First “Cinderella” at the Estonian National Opera
This is something different. Michiel Dijkema and the German costume designer Claudia Damm from Berlin have taken a different route, using the rich possibilities of the fairy tale as a source of unending fantasy. According to their version, Cinderella lives in modern times – after all, there are people like that in our times too: women waiting for their chance of a better life and their prince on a white horse, women following the latest fashion trends and hunting for husbands, and also proud and arrogant men who cannot see past their own image. The combination of classical costumes on a thoroughly modern background (flowery wallpaper, iron stove at the wall, Soviet-period furniture) looks very fresh. There is reality in the opera, and there are also dreams there, a lot of fantasies, comical situations, surprises and grotesque – everything that can be expressed by the bright and brilliant music of Rossini. The actuality of the production of Michiel Dijkema is confirmed by the many prizes awarded to him in international competitions.

Dmitri Babichenko
November 2006

“excellent, interesting and real fairy-tale-like”

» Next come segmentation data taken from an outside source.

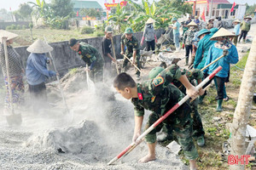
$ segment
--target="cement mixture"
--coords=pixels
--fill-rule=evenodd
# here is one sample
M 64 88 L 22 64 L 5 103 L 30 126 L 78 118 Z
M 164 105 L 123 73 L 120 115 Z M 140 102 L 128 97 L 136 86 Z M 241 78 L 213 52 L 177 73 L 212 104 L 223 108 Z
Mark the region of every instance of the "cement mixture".
M 9 128 L 0 116 L 0 169 L 188 169 L 160 145 L 156 161 L 138 163 L 148 153 L 145 142 L 116 165 L 107 166 L 131 143 L 133 106 L 106 84 L 96 84 L 96 92 L 88 91 L 84 74 L 80 69 L 61 80 L 69 114 L 63 115 L 57 85 L 51 83 L 48 96 L 55 107 L 38 115 L 21 110 L 19 128 Z

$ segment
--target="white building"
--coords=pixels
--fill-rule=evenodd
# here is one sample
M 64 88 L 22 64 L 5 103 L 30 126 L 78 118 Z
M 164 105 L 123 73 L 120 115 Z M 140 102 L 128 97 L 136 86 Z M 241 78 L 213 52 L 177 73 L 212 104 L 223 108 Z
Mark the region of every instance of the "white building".
M 222 19 L 242 19 L 246 12 L 245 4 L 237 4 L 234 11 L 230 12 L 233 3 L 228 0 L 191 0 L 188 2 L 193 4 L 195 15 L 201 16 L 205 10 L 207 20 L 221 17 Z

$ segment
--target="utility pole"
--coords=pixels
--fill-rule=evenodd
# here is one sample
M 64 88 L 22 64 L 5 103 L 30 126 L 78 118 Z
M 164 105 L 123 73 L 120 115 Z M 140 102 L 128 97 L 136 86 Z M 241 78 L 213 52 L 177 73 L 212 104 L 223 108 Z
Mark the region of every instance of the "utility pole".
M 210 20 L 211 20 L 211 18 L 212 18 L 212 3 L 211 3 L 211 12 L 210 12 Z

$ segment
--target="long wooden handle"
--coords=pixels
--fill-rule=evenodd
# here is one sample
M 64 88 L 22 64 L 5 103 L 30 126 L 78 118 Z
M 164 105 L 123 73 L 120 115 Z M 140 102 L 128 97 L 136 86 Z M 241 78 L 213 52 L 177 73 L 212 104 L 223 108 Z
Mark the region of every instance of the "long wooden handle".
M 119 74 L 119 66 L 117 65 L 117 60 L 116 60 L 116 55 L 115 55 L 115 51 L 114 51 L 114 46 L 113 46 L 113 38 L 111 37 L 111 43 L 112 43 L 112 51 L 113 51 L 113 58 L 115 60 L 115 68 L 116 68 L 116 72 L 118 74 Z
M 137 70 L 138 70 L 138 71 L 140 71 L 141 73 L 142 73 L 142 71 L 139 69 L 139 68 L 137 68 L 137 66 L 136 65 L 134 65 L 133 63 L 132 63 L 132 61 L 125 55 L 125 54 L 123 54 L 129 61 L 130 61 L 130 63 L 131 63 L 131 65 L 133 65 L 133 66 L 135 66 L 135 68 L 137 69 Z
M 8 57 L 8 51 L 7 51 L 7 37 L 3 37 L 3 43 L 4 48 L 7 82 L 8 82 L 9 95 L 9 101 L 10 101 L 9 105 L 10 105 L 12 113 L 15 114 L 14 105 L 13 105 L 13 92 L 12 92 L 12 86 L 11 86 L 11 79 L 9 76 L 9 57 Z

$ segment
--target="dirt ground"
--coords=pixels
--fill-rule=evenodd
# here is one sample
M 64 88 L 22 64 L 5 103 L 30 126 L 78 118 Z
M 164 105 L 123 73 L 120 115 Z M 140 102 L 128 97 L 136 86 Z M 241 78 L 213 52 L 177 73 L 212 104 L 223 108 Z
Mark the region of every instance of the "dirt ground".
M 256 25 L 248 35 L 254 37 Z M 241 49 L 251 43 L 238 43 Z M 169 58 L 184 56 L 180 53 L 165 54 Z M 183 60 L 178 65 L 184 67 Z M 149 71 L 160 65 L 156 56 L 143 69 L 142 79 L 148 79 Z M 128 71 L 135 77 L 135 70 Z M 49 105 L 44 110 L 32 112 L 28 102 L 19 110 L 23 122 L 20 127 L 9 127 L 0 109 L 0 169 L 188 169 L 169 149 L 157 145 L 157 160 L 137 163 L 147 154 L 143 142 L 114 166 L 107 163 L 131 143 L 133 134 L 133 107 L 129 100 L 115 93 L 112 87 L 113 76 L 106 84 L 96 84 L 88 90 L 83 69 L 67 75 L 61 83 L 70 112 L 65 111 L 55 82 L 48 84 Z M 78 88 L 79 87 L 79 88 Z M 238 89 L 227 90 L 237 100 Z M 0 93 L 1 101 L 4 94 Z M 29 96 L 26 96 L 28 99 Z M 149 114 L 146 111 L 145 119 Z M 144 121 L 145 122 L 145 121 Z

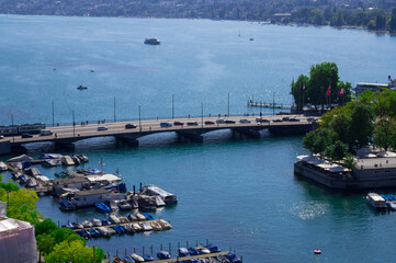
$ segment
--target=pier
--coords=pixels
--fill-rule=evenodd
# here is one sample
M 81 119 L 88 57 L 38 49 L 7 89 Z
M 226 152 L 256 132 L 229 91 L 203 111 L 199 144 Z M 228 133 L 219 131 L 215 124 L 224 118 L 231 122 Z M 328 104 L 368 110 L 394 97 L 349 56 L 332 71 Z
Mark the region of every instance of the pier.
M 297 122 L 276 122 L 283 117 L 293 117 Z M 257 122 L 257 118 L 263 118 L 265 122 Z M 218 119 L 226 119 L 228 123 L 217 123 Z M 247 119 L 240 123 L 240 119 Z M 275 122 L 274 122 L 275 121 Z M 173 125 L 174 122 L 183 125 Z M 233 123 L 235 122 L 235 123 Z M 161 127 L 161 123 L 169 123 L 172 126 Z M 126 124 L 136 125 L 136 128 L 125 128 Z M 0 141 L 0 155 L 11 155 L 26 152 L 24 145 L 33 142 L 54 142 L 57 150 L 73 150 L 75 142 L 94 137 L 113 136 L 117 142 L 128 146 L 138 146 L 138 138 L 158 133 L 177 133 L 181 141 L 189 140 L 203 142 L 203 134 L 230 129 L 233 138 L 259 138 L 259 132 L 268 129 L 274 136 L 304 135 L 314 129 L 315 122 L 308 121 L 303 115 L 257 115 L 257 116 L 211 116 L 211 117 L 190 117 L 190 118 L 166 118 L 166 119 L 145 119 L 131 122 L 114 122 L 105 124 L 69 125 L 47 127 L 53 132 L 49 136 L 33 135 L 31 138 L 21 136 L 4 137 Z M 99 130 L 99 127 L 105 127 Z

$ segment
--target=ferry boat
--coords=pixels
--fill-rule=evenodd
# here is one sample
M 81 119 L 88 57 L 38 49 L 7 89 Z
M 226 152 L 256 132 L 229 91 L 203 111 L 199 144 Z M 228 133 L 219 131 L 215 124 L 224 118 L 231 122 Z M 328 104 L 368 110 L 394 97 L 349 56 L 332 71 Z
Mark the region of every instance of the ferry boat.
M 145 44 L 147 45 L 159 45 L 161 44 L 157 37 L 154 38 L 145 38 Z
M 369 204 L 374 207 L 376 210 L 385 210 L 386 209 L 386 201 L 376 193 L 369 193 L 367 196 Z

Estonian National Opera brings fairy-tale
“Cinderella” is full of sparkling melodies, brilliant coloraturas, pronounced characters and confusion. All this has been precisely captured in music by Rossini and is staged in an excellent, interesting and real fairy-tale-like way by the Dutch producer Michiel Dijkema. Indeed the staging and the stage design are the more succulent part of the Cinderella story, that has just been presented to the Estonians. It leaves enough room for everyone’s fantasy and at the same time reflects the actual situation strangely accurate. […] My respect to all who brought this difficult production to Estonia. It is human nature that we always need a fairy-tale.

Toomas Kuter
Pärnu Postimees
15 November 2006

“warm and sympathetic humour”

Singers' feast with Rossini
Something very special took place at the Estonian National Opera. Michiel Dijkema (Dutch stage director and set designer) and Claudia Damm (German costume designer) created an imaginative fairy tale to the music of the opera buffo “Cinderella” by Gioachino Rossini, but have done so with means rarely seen on our stage. First, the meaningful spatial games, second, the design and finally, which is the main thing, extremely precise and attractive acting. Important is the warm and sympathetic humour with which stupidity, envy and malice – all typical to human nature – are nailed through grotesque.

Tiiu Levald
24 November 2006

“three hours of unalloyed pleasure”

This production was first seen on 10 November 2006 and the Dutch director and set designer has found a winning concept, once or twice verging on slapstick but never crossing the borders for good taste and he manages to create believable personalities of what is in the main stock buffo characters. The direction is very detailed and it seems that there is not a movement, a gesture or an expression that isn’t considered and worked out.
The fanciful and efficient sets are paired with action fizzing with life and humour and visitors are guaranteed three hours of unalloyed pleasure. [...] This Cenerentola is definitely worth a visit.

Göran Forsling
International Opera Review
Musicweb International
27 September 2007


“the serious with the absurd”

Dijkemas Rossini production shows that humour didn’t stand still since 1817. [...] This Rossini by the Reisopera mixes the serious with the absurd.

De Volkskrant

“as beautiful as entertaining”

The première of this imaginative story got loud applause in the sold out Muziekkwartier Enschede. The Reisopera presents a production, which is as beautiful as entertaining.

De Telegraaf

“sparkling, playful and full of mockery”

An opera by Rossini should be sparkling, playful and full of mockery, as La Cenerentola by the Nationale Reisopera is. In the vibrating, sometimes surprising staging by Michiel Dijkema, this stylish Cinderella evokes memories of the legendary and brilliant productions ofIl Barbiere di Siviglia and L’ Italiana in Algeri by Dario Fo.